Frequently Asked Questions

A security vulnerability is a weakness in software, hardware, or configuration that can be exploited to compromise confidentiality, integrity, or availability. Many vulnerabilities are tracked as CVEs (Common Vulnerabilities and Exposures), which provide a standardized identifier so teams can coordinate patching, mitigation, and risk assessment across tools and vendors.

CVSS (Common Vulnerability Scoring System) estimates technical severity, but it doesn't automatically equal business risk. Prioritize using context like internet exposure, affected asset criticality, known exploitation (proof-of-concept or in-the-wild), and whether compensating controls exist. A "Medium" CVSS on an exposed, production system can be more urgent than a "Critical" on an isolated, non-production host.
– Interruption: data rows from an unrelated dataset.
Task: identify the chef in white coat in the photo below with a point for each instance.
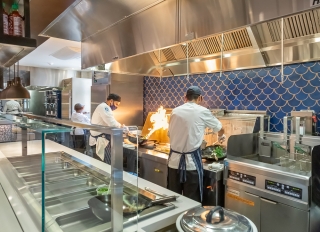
(78, 135)
(103, 115)
(186, 129)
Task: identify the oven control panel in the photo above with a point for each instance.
(242, 177)
(284, 189)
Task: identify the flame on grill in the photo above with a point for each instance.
(159, 120)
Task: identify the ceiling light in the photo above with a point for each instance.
(3, 92)
(17, 91)
(67, 53)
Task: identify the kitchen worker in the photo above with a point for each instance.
(12, 107)
(186, 129)
(78, 135)
(103, 115)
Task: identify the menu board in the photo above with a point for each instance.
(241, 177)
(283, 189)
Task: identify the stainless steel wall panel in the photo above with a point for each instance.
(293, 53)
(36, 102)
(138, 34)
(86, 17)
(66, 104)
(101, 49)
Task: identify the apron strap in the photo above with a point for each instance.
(182, 169)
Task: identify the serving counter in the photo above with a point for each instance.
(49, 188)
(152, 166)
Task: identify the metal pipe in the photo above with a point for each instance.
(297, 129)
(221, 59)
(160, 65)
(282, 49)
(187, 61)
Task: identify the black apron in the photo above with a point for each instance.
(107, 149)
(196, 156)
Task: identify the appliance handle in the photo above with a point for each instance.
(271, 202)
(250, 194)
(212, 211)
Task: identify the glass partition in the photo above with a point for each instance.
(60, 183)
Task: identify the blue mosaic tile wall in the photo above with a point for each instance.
(254, 89)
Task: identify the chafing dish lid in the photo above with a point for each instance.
(209, 218)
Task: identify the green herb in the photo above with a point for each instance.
(219, 151)
(103, 189)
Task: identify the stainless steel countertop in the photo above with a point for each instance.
(163, 158)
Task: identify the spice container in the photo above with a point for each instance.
(15, 21)
(5, 20)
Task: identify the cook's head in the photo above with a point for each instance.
(78, 107)
(194, 94)
(113, 101)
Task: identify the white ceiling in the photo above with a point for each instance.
(41, 56)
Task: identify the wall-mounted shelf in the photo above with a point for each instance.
(12, 48)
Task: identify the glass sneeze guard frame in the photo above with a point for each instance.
(116, 162)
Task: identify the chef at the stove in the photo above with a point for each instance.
(103, 115)
(186, 129)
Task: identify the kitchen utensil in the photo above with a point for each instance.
(101, 205)
(157, 193)
(132, 136)
(209, 150)
(214, 219)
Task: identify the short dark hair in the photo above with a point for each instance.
(192, 97)
(115, 97)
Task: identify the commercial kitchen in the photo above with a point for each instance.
(257, 66)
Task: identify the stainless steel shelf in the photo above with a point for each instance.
(14, 48)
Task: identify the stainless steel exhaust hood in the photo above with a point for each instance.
(160, 38)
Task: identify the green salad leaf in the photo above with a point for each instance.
(219, 152)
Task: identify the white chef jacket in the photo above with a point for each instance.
(186, 129)
(103, 116)
(12, 107)
(81, 118)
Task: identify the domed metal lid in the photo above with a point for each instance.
(214, 219)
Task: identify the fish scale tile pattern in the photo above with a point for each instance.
(254, 89)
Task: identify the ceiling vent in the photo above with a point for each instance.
(68, 53)
(232, 41)
(303, 24)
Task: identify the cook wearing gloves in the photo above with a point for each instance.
(78, 134)
(186, 129)
(103, 115)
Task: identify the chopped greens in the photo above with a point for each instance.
(219, 152)
(102, 190)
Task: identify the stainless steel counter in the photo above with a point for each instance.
(152, 166)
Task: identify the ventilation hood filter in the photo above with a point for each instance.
(17, 91)
(68, 53)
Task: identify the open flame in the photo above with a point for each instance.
(159, 120)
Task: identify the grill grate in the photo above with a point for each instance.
(160, 56)
(178, 52)
(168, 54)
(200, 47)
(306, 23)
(191, 51)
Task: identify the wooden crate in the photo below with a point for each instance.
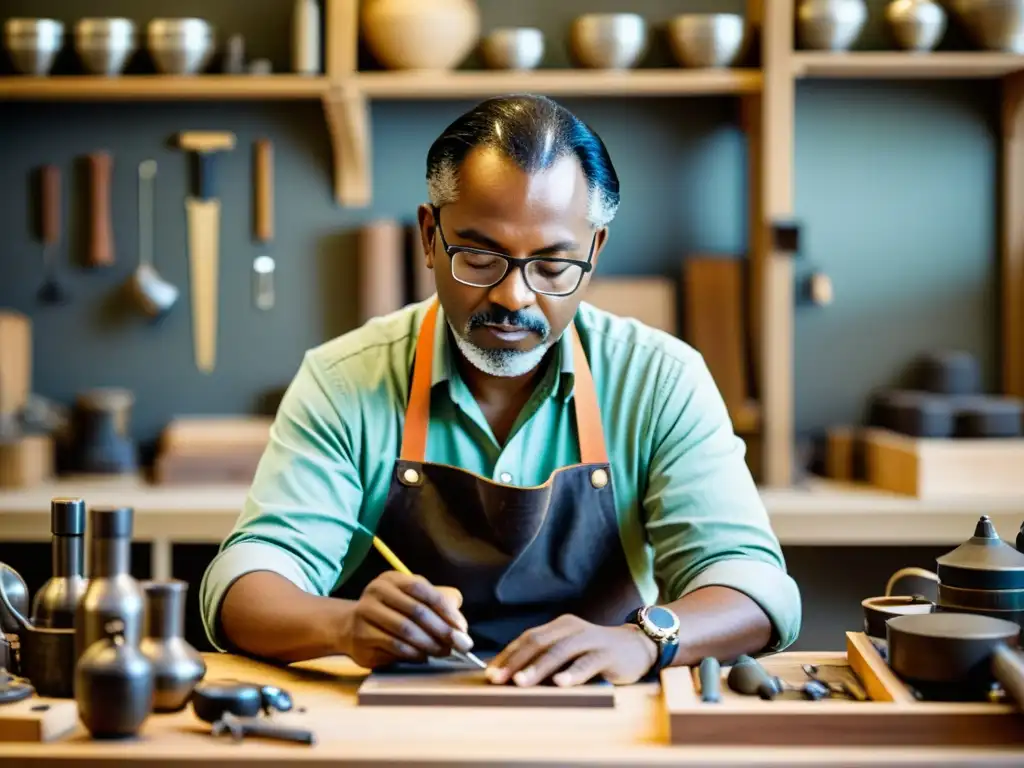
(929, 468)
(891, 717)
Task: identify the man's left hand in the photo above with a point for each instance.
(574, 651)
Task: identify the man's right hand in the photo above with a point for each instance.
(402, 617)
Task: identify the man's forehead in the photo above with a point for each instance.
(493, 183)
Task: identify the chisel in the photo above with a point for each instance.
(203, 210)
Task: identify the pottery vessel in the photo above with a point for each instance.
(176, 665)
(916, 25)
(829, 25)
(432, 35)
(114, 685)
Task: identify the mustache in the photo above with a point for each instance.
(499, 315)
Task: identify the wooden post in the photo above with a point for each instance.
(778, 102)
(1012, 230)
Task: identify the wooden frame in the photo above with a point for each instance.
(767, 96)
(891, 716)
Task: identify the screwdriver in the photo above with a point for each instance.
(398, 565)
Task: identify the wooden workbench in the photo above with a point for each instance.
(633, 733)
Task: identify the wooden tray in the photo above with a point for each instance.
(892, 717)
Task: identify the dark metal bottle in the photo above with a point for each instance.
(56, 601)
(176, 665)
(113, 594)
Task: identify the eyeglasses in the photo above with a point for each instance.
(550, 275)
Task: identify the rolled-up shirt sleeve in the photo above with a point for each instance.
(705, 517)
(302, 507)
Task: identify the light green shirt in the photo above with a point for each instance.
(689, 512)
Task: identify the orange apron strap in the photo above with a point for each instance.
(589, 428)
(414, 438)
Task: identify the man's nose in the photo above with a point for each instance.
(512, 293)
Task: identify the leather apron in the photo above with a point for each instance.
(520, 556)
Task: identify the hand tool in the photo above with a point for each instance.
(211, 698)
(154, 294)
(748, 677)
(711, 680)
(100, 225)
(398, 565)
(241, 727)
(204, 236)
(51, 292)
(263, 266)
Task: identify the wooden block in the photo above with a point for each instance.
(37, 719)
(15, 363)
(930, 468)
(26, 461)
(713, 301)
(840, 454)
(891, 717)
(456, 684)
(650, 300)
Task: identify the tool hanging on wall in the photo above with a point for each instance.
(203, 210)
(100, 224)
(51, 292)
(263, 265)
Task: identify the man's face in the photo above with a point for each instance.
(505, 330)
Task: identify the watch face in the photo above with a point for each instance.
(663, 619)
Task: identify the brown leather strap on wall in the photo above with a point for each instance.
(414, 438)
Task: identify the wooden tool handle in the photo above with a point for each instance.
(49, 185)
(264, 190)
(100, 229)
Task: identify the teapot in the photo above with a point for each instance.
(47, 655)
(982, 576)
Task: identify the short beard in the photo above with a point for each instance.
(504, 363)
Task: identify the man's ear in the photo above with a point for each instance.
(428, 227)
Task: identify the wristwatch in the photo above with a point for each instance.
(662, 626)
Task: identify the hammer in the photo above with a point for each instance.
(203, 209)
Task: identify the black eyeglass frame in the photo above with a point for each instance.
(514, 261)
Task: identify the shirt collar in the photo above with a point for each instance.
(444, 369)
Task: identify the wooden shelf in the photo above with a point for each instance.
(161, 87)
(896, 65)
(632, 83)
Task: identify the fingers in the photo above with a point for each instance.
(586, 667)
(566, 633)
(426, 593)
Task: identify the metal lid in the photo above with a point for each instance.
(68, 516)
(983, 561)
(111, 522)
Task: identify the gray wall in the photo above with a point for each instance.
(895, 184)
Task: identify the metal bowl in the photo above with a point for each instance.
(608, 41)
(830, 25)
(180, 46)
(992, 25)
(104, 45)
(513, 48)
(708, 39)
(33, 43)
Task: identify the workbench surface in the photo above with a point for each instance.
(634, 733)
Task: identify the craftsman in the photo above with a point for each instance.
(565, 484)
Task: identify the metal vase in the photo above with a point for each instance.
(176, 665)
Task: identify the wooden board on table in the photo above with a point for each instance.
(443, 683)
(891, 717)
(927, 468)
(37, 719)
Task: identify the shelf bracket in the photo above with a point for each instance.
(347, 114)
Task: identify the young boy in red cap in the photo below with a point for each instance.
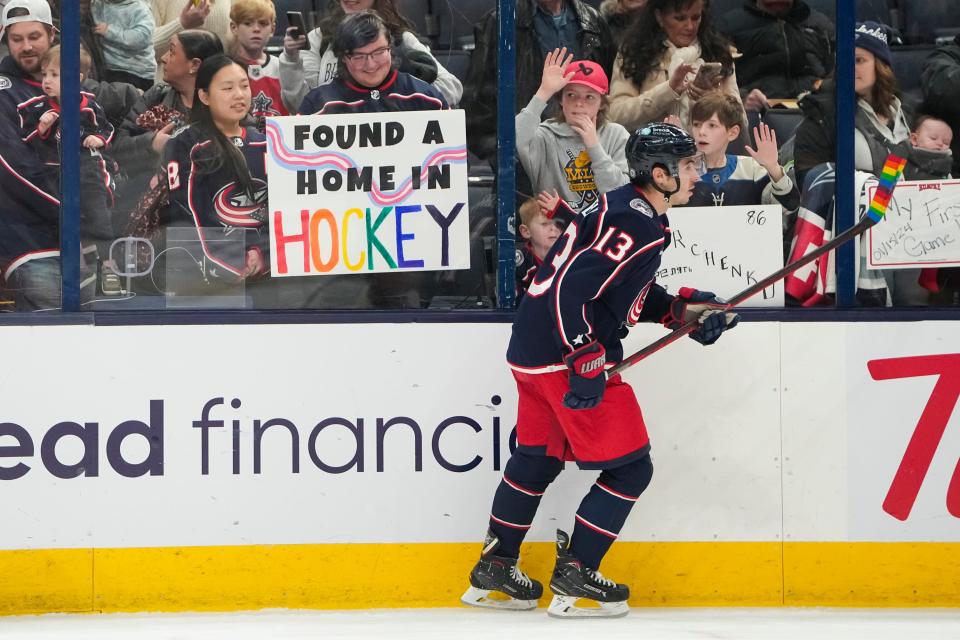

A vulnerability is the underlying weakness. An exploit is the method or code used to take advantage of it. A zero-day is a vulnerability that is unknown to the vendor or has no publicly available fix when attackers begin using it. In practice, risk increases sharply when exploitation becomes reliable or widespread.

Recurring findings usually come from incomplete Asset Discovery, inconsistent patch management, inherited images, and configuration drift. In modern environments, you also need to watch the software supply chain: dependencies, containers, build pipelines, and third-party services can reintroduce the same weakness even after you patch a single host. Unknown or unmanaged assets (often called Shadow IT) are a common reason the same issues resurface.

Use a simple, repeatable triage model: focus first on externally exposed assets, high-value systems (identity, VPN, email, production), vulnerabilities with known exploits, and issues that enable remote code execution or privilege escalation. Then enforce patch SLAs and track progress using consistent metrics so remediation is steady, not reactive.